Немного отвлекусь, чтобы закончить тему старого бакинского колорита. Мне рассказывали, что, когда в Баку приехал Мстислав Ростропович, бывший бакинец, его решили удивить современными ресторанами со всей их новоиспеченной роскошью. А Ростропович насмотрелся в разных странах на всю эту фешенебельность, на хрустящие скатерти-салфетки, на хрустальные бокалы и попросил, чтобы его отвели в бакинские чайханы-забегаловки, которые он помнил с молодых лет. Главное, чтобы была там обычная посуда, чтобы было нечисто, официант в засаленном фартуке… И чтобы была вкусная еда!

После бакинской встречи наше знакомство продолжалось в Москве, хотя Тамара была замужем. Я стал бывать у них дома. Вскоре мы поняли, что не можем не видеться. Случалось, и ссорились — думаю, именно из-за такого двусмысленного положения Тамары: любовный треугольник всегда мучителен.

Как-то, после некоторой паузы, вызванной очередной ссорой, мы встретились в Кремлевском Дворце съездов. И снова почувствовали тягу друг к другу, необходимость быть вместе. Встречи стали чаще. А потом было испытание наших чувств разлукой: Тамара на полгода уехала на стажировку в Италию. Я звонил ей каждый день, мы разговаривали минут по 30–40. Через швейцарского брата Кемала посылал ей цветы…

Много позже мы узнали, что наши с ней разговоры слышал незнакомый нам человек — телефонистка на междугородной станции. Эта женщина, которую мы никогда не видели, но потом познакомились заочно, впоследствии призналась, что тогда слушала нас. Интерес телефонисток привлекали частые разговоры еще одной известной пары — Владимира Высоцкого и Марины Влади. Кстати, в одной из телепередач Марина Влади сама рассказала об этой истории. Наша телефонистка потом оставила нам свои координаты, просила обращаться к ней, если возникнет необходимость. Мы с ней потом созванивались, хотя на междугородных станциях давно действует автоматическое соединение.

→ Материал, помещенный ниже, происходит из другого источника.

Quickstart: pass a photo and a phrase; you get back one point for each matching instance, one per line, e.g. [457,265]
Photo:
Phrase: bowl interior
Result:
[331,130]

В момент нашего с Тамарой романа и возникла песня «Мелодия», о которой я уже рассказывал и которую, едва записав, крутил Тамаре по телефону.

Стажировка закончилась, Тамара вернулась в Москву, домой. В честь ее возвращения я дал концерт во Дворце съездов, на который она не смогла прийти. Видимо, все шло к тому, что нам надо расстаться. Александра Пахмутова и Николай Добронравов, почувствовав, что в наших с Тамарой отношениях назревает разрыв, написали для нее песню «Прощай, любимый». Но прощания не получилось… Мы оказались вместе… А песни «Мелодия» и «Прощай, любимый» стали нам особенно памятны.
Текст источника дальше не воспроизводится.